(a) On and after January 1, 1974, every insurer issuing group disability insurance which covers hospital, medical, or surgical expenses shall offer coverage for expenses incurred as a result of mental or nervous disorders, under the terms and conditions which may be agreed upon between the group policyholder and the insurer. If the terms and conditions include coverage for inpatient care for nervous or mental disorders, the coverage shall extend to treatment provided at all of the following facilities:
(1) A general acute care hospital as defined in subdivision (a) of Section 1250 of the Health and Safety Code.
(2) An acute psychiatric hospital as defined in subdivision (b) of Section 1250 of the Health and Safety Code.

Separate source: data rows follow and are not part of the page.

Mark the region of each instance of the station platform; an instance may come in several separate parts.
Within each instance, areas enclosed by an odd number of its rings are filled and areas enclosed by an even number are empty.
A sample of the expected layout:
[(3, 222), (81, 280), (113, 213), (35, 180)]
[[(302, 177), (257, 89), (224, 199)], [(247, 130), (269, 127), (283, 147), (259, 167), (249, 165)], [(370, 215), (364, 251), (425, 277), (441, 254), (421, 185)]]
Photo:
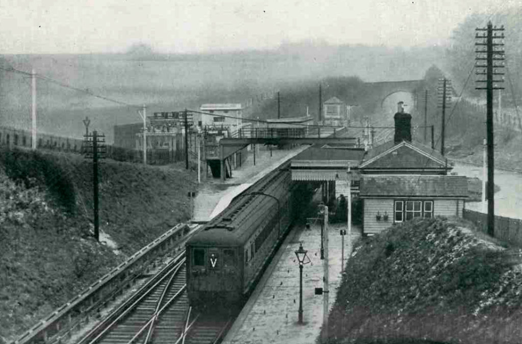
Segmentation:
[[(310, 217), (315, 216), (311, 214)], [(335, 301), (341, 279), (341, 239), (339, 230), (346, 223), (330, 224), (328, 228), (329, 305)], [(345, 261), (351, 252), (351, 243), (361, 236), (360, 227), (352, 226), (351, 240), (345, 237)], [(303, 319), (298, 323), (299, 268), (294, 251), (302, 242), (311, 263), (303, 271)], [(323, 295), (314, 295), (323, 287), (323, 260), (321, 259), (321, 226), (295, 228), (269, 266), (222, 342), (226, 344), (317, 342), (323, 323)]]
[(193, 221), (209, 221), (224, 209), (232, 199), (278, 166), (301, 152), (309, 146), (303, 145), (290, 149), (259, 150), (254, 165), (253, 152), (240, 167), (232, 171), (232, 177), (224, 181), (209, 176), (200, 184), (193, 205)]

(3) A psychiatric health facility as defined by Section 1250.2 of the Health and Safety Code operating pursuant to licensure by the State Department of Health Care Services.

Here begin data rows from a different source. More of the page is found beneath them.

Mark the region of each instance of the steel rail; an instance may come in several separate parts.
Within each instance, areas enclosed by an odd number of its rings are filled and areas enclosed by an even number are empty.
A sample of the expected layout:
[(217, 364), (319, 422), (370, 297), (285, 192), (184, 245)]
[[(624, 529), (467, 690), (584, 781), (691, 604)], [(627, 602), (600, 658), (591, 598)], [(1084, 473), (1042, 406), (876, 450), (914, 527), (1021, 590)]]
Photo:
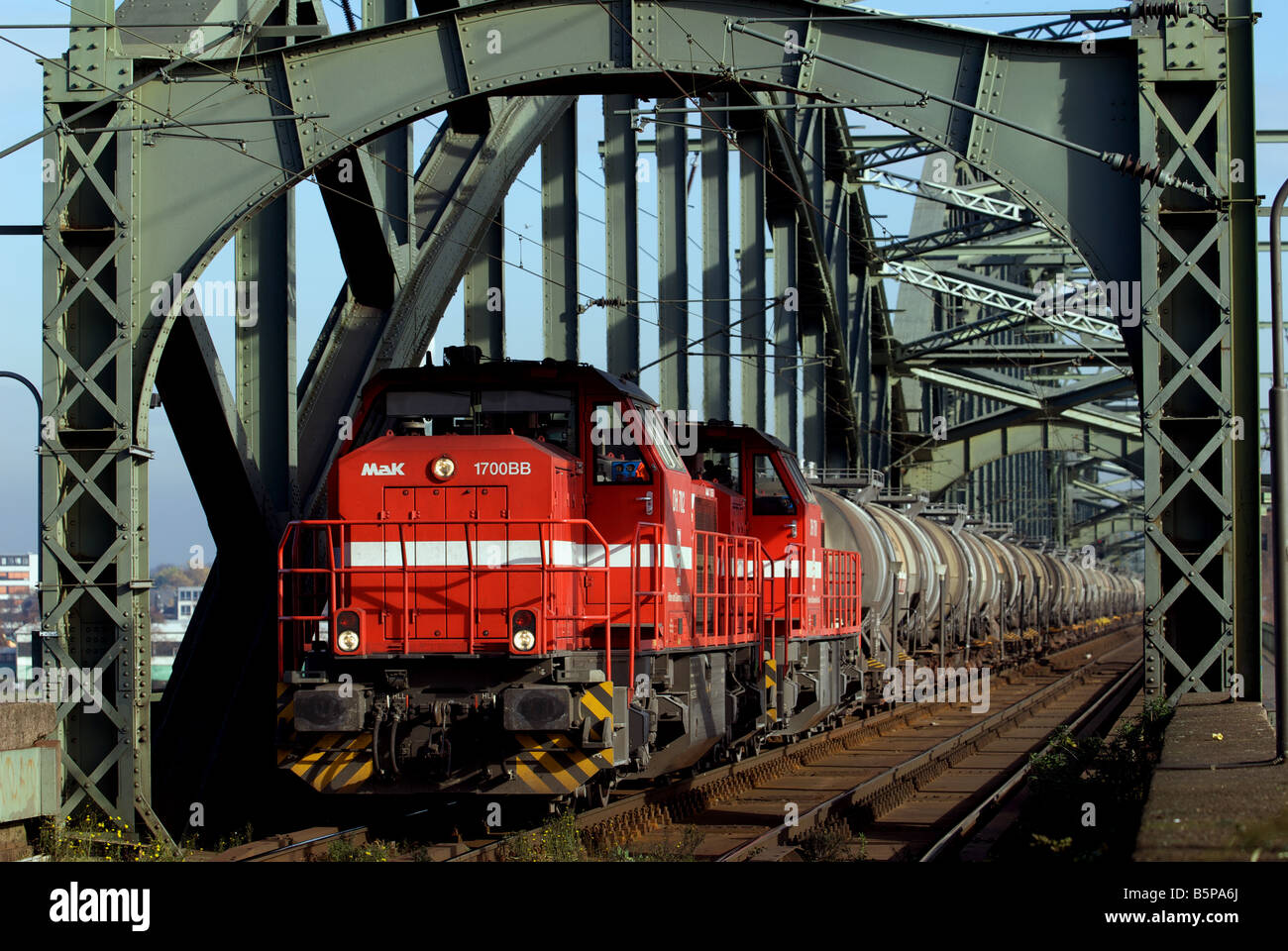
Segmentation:
[[(1137, 680), (1142, 679), (1144, 670), (1145, 670), (1145, 658), (1141, 657), (1131, 668), (1124, 670), (1123, 674), (1118, 678), (1118, 680), (1112, 687), (1109, 687), (1109, 689), (1101, 693), (1100, 697), (1097, 697), (1095, 702), (1092, 702), (1092, 705), (1088, 706), (1078, 716), (1078, 719), (1068, 724), (1070, 732), (1077, 733), (1087, 724), (1088, 719), (1091, 719), (1103, 709), (1105, 709), (1108, 705), (1110, 705), (1110, 701), (1117, 702), (1117, 700), (1121, 698), (1121, 696), (1124, 692), (1127, 692), (1128, 687), (1136, 686)], [(1042, 747), (1041, 753), (1046, 753), (1048, 749), (1051, 749), (1050, 742), (1047, 742), (1047, 745)], [(1041, 755), (1041, 753), (1038, 755)], [(1007, 798), (1010, 798), (1011, 792), (1015, 791), (1016, 786), (1019, 786), (1028, 777), (1032, 769), (1033, 769), (1033, 759), (1030, 758), (1024, 764), (1021, 764), (1019, 769), (1011, 773), (1011, 776), (1006, 780), (1006, 782), (1003, 782), (1001, 786), (993, 790), (979, 805), (971, 809), (961, 820), (954, 822), (953, 826), (947, 832), (944, 832), (934, 845), (926, 849), (926, 852), (917, 861), (934, 862), (938, 858), (940, 858), (940, 856), (943, 856), (944, 852), (949, 849), (958, 840), (965, 843), (969, 836), (965, 836), (963, 834), (971, 831), (985, 812), (997, 805), (1001, 805)]]
[[(1112, 651), (1109, 651), (1108, 653), (1114, 653), (1115, 651), (1119, 651), (1119, 649), (1122, 649), (1122, 648), (1117, 647), (1117, 648), (1113, 648)], [(854, 802), (862, 799), (868, 792), (876, 791), (876, 790), (882, 789), (885, 786), (889, 786), (889, 785), (891, 785), (894, 782), (898, 782), (899, 780), (904, 778), (905, 776), (908, 776), (911, 773), (914, 773), (921, 767), (927, 765), (927, 764), (930, 764), (930, 763), (933, 763), (933, 762), (943, 758), (944, 755), (947, 755), (947, 754), (949, 754), (949, 753), (952, 753), (954, 750), (961, 749), (962, 746), (970, 744), (975, 738), (978, 738), (978, 737), (980, 737), (980, 736), (983, 736), (985, 733), (993, 732), (994, 729), (997, 729), (1002, 724), (1009, 723), (1009, 722), (1016, 719), (1018, 716), (1020, 716), (1021, 714), (1027, 713), (1032, 707), (1041, 706), (1046, 701), (1054, 698), (1055, 696), (1057, 696), (1060, 693), (1064, 693), (1068, 689), (1072, 689), (1073, 686), (1077, 682), (1079, 682), (1081, 679), (1086, 678), (1091, 673), (1092, 668), (1095, 668), (1097, 664), (1103, 664), (1103, 662), (1104, 662), (1104, 657), (1097, 657), (1095, 660), (1088, 661), (1087, 664), (1082, 665), (1081, 668), (1077, 668), (1075, 670), (1069, 671), (1068, 674), (1065, 674), (1064, 677), (1061, 677), (1059, 680), (1055, 680), (1054, 683), (1047, 684), (1046, 687), (1043, 687), (1042, 689), (1037, 691), (1036, 693), (1030, 693), (1028, 697), (1024, 697), (1023, 700), (1016, 701), (1015, 704), (1012, 704), (1007, 709), (999, 710), (998, 713), (996, 713), (992, 716), (989, 716), (988, 719), (985, 719), (985, 720), (975, 724), (974, 727), (971, 727), (969, 729), (965, 729), (965, 731), (962, 731), (960, 733), (956, 733), (954, 736), (951, 736), (947, 740), (943, 740), (943, 741), (935, 744), (929, 750), (925, 750), (925, 751), (917, 754), (912, 759), (904, 760), (903, 763), (898, 763), (898, 764), (895, 764), (895, 765), (893, 765), (893, 767), (890, 767), (890, 768), (887, 768), (887, 769), (877, 773), (876, 776), (869, 777), (869, 778), (864, 780), (863, 782), (860, 782), (860, 783), (850, 787), (849, 790), (845, 790), (844, 792), (838, 792), (837, 795), (831, 796), (829, 799), (819, 803), (813, 809), (810, 809), (809, 812), (806, 812), (802, 816), (800, 816), (800, 818), (797, 820), (797, 823), (795, 826), (788, 826), (786, 821), (781, 822), (774, 829), (770, 829), (769, 831), (762, 832), (761, 835), (756, 836), (751, 841), (743, 843), (742, 845), (738, 845), (738, 847), (735, 847), (733, 849), (729, 849), (723, 856), (720, 856), (716, 861), (717, 862), (733, 862), (733, 861), (737, 861), (737, 860), (742, 858), (743, 856), (746, 856), (748, 852), (751, 852), (755, 848), (760, 848), (760, 847), (768, 845), (770, 843), (779, 841), (783, 835), (790, 834), (788, 832), (790, 829), (804, 829), (804, 827), (814, 825), (814, 822), (820, 816), (827, 814), (828, 812), (831, 812), (835, 807), (840, 805), (841, 803), (845, 803), (845, 802), (854, 803)]]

Nothing in this subdivision prohibits an insurer that negotiates and enters into a contract with a professional or institutional provider for alternative rates of payment pursuant to Section 10133 from restricting or modifying the choice of providers.
(b) Every insurer shall communicate to prospective group policyholders as to the availability of outpatient coverage for the treatment of mental or nervous disorders. Every insurer shall communicate the availability of that coverage to all group policyholders and to all prospective group policyholders with whom they are negotiating. This coverage may include community residential treatment services, as described in former Section 5458 of the Welfare and Institutions Code, that are alternatives to institutional care.
(Amended by Stats. 2013, Ch. 23, Sec. 21. (AB 82) Effective June 27, 2013.)